Os três itens P0: (1) ative atualizações automáticas para o núcleo, plugins e temas, para que vulnerabilidades conhecidas publicadas (CVEs) sejam fechadas antes de serem atingidas; (2) apague plugins/temas não usados (não apenas desative) para cortar a superfície de ataque; (3) proteja as contas de administrador com uma senha forte e autenticação de dois fatores (2FA), e evite o nome de usuário admin. Esses três sozinhos detêm a maioria dos ataques automatizados. Em seguida, reduza a exposição da administração e configure backups.
QQuantos plugins são demais?
A regra é 'só o mínimo de que você precisa'. Cada plugin amplia a superfície de ataque e uma 'responsabilidade de continuar atualizando'. Antes de instalar, verifique a frequência de atualização, a adoção, a data da última atualização e as vulnerabilidades conhecidas; e o que você não usa, apague em vez de desativar (arquivos desativados ainda podem ser alvo de vulnerabilidade). O mesmo vale para os temas.

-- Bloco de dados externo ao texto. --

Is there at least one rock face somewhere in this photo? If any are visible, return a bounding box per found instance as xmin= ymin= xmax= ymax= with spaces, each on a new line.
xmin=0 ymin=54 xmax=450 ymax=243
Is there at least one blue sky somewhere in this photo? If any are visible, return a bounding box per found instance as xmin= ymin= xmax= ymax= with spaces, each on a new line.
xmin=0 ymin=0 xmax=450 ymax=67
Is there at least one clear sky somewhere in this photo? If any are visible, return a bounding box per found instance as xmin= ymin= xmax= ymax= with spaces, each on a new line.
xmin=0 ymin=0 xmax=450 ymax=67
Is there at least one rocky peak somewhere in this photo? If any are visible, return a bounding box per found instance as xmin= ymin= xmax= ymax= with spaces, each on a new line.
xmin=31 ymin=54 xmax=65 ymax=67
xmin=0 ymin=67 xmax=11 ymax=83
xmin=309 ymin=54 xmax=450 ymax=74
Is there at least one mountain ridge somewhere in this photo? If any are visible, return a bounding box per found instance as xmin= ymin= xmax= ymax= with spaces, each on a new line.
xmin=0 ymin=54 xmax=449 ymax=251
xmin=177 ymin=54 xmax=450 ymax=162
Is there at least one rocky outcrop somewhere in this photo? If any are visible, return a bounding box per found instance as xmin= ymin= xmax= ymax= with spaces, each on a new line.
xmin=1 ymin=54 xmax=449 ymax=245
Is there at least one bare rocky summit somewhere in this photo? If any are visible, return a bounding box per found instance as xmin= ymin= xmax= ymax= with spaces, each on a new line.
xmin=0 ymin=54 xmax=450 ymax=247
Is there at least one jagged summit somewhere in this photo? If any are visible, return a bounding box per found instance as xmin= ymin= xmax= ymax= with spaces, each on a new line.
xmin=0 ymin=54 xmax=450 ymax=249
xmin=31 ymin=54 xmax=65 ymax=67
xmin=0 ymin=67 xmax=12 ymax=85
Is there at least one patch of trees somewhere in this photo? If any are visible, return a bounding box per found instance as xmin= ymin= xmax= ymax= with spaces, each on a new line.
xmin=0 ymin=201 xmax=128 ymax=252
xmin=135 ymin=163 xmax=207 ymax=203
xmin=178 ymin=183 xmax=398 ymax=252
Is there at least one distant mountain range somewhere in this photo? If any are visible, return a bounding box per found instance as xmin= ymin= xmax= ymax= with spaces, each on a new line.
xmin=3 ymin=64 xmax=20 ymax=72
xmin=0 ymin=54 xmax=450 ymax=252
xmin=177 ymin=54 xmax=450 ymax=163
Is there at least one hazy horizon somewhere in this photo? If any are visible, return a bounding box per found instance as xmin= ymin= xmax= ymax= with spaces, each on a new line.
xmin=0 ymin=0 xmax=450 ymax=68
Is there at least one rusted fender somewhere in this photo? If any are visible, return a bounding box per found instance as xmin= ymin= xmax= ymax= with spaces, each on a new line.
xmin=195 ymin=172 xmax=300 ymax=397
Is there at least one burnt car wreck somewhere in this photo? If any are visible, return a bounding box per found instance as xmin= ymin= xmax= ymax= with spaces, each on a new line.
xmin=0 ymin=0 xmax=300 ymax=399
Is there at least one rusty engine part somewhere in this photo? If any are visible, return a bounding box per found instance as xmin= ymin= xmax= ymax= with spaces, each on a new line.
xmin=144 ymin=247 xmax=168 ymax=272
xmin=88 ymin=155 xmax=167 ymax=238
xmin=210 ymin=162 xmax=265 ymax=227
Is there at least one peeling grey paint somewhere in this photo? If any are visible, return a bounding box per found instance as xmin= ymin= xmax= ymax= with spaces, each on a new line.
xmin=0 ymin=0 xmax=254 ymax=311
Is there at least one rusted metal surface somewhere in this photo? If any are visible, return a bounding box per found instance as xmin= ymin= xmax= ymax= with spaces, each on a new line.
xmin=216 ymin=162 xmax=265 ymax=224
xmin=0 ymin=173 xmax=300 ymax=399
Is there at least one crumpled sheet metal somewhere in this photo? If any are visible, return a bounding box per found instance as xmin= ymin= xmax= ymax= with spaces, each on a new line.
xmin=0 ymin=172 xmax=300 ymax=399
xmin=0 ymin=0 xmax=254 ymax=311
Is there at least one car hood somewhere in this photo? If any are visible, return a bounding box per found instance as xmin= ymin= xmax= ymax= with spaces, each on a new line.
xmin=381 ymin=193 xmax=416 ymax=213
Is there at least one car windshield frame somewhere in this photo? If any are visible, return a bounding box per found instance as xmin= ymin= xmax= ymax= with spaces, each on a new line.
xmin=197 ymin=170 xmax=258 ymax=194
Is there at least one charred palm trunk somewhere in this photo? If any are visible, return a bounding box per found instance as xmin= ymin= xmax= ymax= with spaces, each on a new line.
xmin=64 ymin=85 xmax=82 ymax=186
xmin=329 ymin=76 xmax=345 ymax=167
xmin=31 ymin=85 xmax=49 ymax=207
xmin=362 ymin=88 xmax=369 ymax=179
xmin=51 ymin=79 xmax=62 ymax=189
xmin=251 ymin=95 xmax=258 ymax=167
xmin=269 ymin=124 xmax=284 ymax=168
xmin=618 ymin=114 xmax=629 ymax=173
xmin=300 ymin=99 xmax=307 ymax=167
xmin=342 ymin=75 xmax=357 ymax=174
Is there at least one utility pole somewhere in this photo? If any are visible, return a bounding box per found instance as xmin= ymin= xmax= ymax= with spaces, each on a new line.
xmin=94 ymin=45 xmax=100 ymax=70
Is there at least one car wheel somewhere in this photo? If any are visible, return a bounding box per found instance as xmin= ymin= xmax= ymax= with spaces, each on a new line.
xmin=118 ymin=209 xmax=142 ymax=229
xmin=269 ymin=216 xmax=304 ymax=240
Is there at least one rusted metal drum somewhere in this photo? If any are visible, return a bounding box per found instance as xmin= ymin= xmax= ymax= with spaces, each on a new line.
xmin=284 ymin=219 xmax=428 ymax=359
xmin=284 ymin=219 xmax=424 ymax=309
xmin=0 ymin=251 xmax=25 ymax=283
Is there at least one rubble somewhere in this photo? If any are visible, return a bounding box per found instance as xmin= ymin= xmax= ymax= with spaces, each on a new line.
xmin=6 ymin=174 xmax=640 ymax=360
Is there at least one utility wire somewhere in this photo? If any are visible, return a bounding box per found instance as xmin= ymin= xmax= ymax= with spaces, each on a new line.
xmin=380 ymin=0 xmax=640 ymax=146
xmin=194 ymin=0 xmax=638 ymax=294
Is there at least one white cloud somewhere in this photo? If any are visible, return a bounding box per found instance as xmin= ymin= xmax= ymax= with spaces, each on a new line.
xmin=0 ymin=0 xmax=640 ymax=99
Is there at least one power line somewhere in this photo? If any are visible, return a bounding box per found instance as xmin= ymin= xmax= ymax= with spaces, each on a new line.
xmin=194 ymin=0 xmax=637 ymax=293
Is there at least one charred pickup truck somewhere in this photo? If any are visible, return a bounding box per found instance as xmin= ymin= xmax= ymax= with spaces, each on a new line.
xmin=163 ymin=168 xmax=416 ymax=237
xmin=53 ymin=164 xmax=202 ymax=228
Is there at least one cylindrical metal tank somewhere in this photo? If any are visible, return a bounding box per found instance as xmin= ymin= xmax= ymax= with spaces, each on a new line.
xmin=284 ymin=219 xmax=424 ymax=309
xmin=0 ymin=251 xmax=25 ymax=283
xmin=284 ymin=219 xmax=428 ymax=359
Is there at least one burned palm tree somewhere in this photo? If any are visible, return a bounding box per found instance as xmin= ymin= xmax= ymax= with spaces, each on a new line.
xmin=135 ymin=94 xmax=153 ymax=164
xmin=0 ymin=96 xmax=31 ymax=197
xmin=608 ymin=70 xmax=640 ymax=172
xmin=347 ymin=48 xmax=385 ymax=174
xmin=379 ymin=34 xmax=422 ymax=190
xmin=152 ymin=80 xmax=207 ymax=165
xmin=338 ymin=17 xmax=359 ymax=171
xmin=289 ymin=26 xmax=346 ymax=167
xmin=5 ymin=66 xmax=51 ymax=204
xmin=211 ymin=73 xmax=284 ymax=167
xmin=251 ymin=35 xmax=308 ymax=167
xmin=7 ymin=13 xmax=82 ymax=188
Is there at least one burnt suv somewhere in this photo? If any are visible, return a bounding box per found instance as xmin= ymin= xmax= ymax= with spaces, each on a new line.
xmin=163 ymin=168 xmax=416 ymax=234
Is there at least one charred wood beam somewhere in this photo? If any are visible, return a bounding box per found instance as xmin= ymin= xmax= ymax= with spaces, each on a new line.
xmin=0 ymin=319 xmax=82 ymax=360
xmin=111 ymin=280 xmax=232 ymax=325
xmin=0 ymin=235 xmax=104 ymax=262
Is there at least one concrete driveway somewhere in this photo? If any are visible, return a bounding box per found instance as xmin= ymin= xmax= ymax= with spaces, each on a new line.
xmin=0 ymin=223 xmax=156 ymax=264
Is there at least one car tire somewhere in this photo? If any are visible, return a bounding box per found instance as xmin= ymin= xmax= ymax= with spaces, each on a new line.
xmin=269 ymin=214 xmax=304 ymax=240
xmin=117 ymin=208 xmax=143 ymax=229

QDevo desativar o xmlrpc.php?
Se você não o usa, restringir ou desativar é recomendado. O xmlrpc.php serve postagem remota e pingbacks, mas também pode ser uma entrada para amplificação de força bruta e requisições em alto volume. Se você usa recursos que precisam dele (algumas integrações de aplicativos), limite-o aos métodos de que precisa ou proteja-o com limites de taxa/IP. Verifique primeiro se você realmente o usa.
QUm plugin de segurança me deixa seguro?
Um plugin de segurança ajuda, mas não é uma bala de prata. Aparafusar um enquanto a base (atualizações automáticas, plugins mínimos, autenticação forte de administrador, backups, exposição reduzida da administração) está faltando não fecha os buracos. Trabalhe a lista de verificação desta página primeiro e depois use um plugin para complementar coisas como limites de tentativas de login e detecção de adulteração.
QQual é o mínimo absoluto?
(1) atualizações automáticas, (2) apagar plugins/temas não usados, (3) senha forte + 2FA para administradores, (4) limites de tentativas de login e exposição reduzida da administração, (5) backups offline recuperáveis + detecção de adulteração. Esses cinco detêm a maioria dos ataques automatizados. Veja a lista de verificação e as seções acima para o detalhe.